May 2018 Newsletter
- President’s Message
- VSAO Report: ACCUTE 2018
1. President’s Message
Summer greetings to our VSAO members! I’d like to thank members for joining us at our spring conference and offering their support for a very pleasant gathering, held this year at the Textile Museum of Canada on Centre Avenue in Toronto.
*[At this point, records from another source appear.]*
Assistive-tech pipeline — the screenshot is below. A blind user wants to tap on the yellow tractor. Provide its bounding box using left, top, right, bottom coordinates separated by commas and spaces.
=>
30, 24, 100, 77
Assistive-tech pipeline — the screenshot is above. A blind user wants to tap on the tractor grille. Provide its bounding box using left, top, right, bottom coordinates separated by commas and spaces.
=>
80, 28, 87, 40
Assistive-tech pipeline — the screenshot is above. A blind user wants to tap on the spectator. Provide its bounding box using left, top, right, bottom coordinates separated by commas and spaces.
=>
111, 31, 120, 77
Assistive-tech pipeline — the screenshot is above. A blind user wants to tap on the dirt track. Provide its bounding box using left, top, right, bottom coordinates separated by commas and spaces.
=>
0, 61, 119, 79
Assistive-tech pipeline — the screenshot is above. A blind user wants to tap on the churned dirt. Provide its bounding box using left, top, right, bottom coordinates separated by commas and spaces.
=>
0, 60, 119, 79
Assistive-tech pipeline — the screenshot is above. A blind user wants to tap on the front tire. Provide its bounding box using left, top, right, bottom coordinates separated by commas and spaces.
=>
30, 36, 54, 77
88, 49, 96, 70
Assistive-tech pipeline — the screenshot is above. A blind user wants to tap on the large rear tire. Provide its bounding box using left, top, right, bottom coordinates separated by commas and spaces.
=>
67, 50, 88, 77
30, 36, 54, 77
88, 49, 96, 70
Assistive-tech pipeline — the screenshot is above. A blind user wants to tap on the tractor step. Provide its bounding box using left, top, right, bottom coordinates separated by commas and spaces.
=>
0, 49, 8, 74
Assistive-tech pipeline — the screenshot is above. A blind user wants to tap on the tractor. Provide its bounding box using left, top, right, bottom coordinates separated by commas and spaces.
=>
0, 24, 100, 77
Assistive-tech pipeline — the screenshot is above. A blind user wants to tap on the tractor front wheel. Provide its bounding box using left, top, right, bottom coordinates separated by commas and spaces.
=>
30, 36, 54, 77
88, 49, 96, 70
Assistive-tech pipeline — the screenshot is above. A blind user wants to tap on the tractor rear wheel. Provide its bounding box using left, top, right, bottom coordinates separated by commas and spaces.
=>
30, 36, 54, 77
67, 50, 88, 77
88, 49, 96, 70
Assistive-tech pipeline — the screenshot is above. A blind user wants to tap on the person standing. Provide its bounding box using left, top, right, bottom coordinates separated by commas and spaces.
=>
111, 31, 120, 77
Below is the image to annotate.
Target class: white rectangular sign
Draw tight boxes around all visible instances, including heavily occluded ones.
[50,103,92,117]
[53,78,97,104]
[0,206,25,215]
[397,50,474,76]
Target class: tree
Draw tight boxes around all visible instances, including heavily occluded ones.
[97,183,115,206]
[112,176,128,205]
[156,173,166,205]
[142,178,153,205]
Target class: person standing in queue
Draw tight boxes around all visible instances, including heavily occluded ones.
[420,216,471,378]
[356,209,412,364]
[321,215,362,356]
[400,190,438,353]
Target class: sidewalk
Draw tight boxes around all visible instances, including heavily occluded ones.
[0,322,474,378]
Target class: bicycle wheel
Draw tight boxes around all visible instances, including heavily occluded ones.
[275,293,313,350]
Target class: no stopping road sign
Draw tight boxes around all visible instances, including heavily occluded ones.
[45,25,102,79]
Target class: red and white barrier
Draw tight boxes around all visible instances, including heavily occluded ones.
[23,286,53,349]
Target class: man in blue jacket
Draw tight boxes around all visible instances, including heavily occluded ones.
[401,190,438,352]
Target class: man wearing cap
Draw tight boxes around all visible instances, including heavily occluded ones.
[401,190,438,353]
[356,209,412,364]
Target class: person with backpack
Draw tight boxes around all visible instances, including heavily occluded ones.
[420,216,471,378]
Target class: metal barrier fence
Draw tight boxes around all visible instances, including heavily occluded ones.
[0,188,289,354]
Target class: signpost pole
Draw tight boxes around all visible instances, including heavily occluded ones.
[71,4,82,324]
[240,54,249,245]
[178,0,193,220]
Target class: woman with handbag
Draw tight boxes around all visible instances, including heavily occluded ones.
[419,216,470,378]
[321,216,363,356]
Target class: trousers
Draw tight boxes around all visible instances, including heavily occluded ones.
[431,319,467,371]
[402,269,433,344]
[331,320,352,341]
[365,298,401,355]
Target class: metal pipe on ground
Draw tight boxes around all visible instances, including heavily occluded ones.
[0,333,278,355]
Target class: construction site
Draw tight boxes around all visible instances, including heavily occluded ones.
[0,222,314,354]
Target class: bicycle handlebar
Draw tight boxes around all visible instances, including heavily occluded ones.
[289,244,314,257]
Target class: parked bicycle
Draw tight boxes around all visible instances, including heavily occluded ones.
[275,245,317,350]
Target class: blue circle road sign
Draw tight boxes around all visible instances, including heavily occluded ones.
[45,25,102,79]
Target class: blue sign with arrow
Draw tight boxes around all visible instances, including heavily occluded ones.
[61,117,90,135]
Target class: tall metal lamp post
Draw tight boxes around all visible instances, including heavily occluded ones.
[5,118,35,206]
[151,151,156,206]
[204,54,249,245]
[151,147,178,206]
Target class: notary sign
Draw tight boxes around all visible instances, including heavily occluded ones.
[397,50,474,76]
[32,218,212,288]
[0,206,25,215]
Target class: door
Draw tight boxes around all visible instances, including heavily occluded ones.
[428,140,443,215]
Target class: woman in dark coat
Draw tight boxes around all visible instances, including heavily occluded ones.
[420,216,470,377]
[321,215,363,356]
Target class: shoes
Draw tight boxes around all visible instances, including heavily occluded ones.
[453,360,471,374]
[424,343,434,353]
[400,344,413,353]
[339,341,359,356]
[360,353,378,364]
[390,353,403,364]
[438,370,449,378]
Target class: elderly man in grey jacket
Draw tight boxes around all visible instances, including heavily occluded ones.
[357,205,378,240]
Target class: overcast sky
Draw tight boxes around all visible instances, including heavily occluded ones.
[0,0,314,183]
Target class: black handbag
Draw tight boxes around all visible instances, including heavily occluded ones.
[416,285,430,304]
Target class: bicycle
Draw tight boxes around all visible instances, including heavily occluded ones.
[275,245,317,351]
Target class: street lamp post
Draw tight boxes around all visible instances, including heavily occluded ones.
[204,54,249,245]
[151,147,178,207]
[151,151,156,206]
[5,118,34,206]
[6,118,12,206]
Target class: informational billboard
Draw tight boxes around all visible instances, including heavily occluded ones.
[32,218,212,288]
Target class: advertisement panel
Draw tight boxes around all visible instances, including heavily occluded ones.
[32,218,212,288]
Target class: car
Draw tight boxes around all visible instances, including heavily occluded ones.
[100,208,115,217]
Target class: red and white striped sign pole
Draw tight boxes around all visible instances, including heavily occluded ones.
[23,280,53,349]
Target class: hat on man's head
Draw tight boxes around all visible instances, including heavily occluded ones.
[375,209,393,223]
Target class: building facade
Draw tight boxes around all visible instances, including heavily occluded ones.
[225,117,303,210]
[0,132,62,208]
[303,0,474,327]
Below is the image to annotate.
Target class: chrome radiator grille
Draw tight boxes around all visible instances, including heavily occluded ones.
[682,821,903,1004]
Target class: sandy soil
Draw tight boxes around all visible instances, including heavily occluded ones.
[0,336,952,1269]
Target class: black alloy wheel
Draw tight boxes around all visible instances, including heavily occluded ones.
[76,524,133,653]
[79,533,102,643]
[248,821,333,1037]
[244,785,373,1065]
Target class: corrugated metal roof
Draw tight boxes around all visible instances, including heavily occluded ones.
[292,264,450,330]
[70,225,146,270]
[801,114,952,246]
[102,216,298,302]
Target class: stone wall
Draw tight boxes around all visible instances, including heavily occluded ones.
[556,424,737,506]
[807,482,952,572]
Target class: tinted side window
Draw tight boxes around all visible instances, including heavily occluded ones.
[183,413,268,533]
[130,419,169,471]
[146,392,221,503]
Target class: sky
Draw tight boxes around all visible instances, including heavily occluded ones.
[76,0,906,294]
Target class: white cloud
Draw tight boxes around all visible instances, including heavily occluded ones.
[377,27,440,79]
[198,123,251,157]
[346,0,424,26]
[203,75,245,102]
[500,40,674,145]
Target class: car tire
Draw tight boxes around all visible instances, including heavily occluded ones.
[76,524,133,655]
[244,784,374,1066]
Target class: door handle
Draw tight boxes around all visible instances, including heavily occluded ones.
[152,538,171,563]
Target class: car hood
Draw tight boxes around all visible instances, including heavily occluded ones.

Our conference theme, “Visualizing the Victorians: Objects, Arts, and Artifacts,” attracted many outstanding submissions for our morning panel, and we were delighted to hear from Joanna Devereux (Western University) on “‘The People as They Were’: Daguerreotypes, Stereoscopes, and Engravings of Sculpture at the Great Exhibition, 1851,” Cathy Jewison (University of Oxford) on “Light, Shadow, and the Other World: The Dissolving View and its Effect on the Victorian Ghost Story and Spiritualism,” Jennifer Green-Lewis (George Washington University) on “Alice at the Microscope: On Microphotography and Perceptual Instability,” and Ryan Roark (LTL Architects, New York City) on “‘Below the Surface of These Unliving Husks’: On the Representation of Boundaries, Structure, and Organization in Nineteenth-Century Cellular Biology and Architecture.”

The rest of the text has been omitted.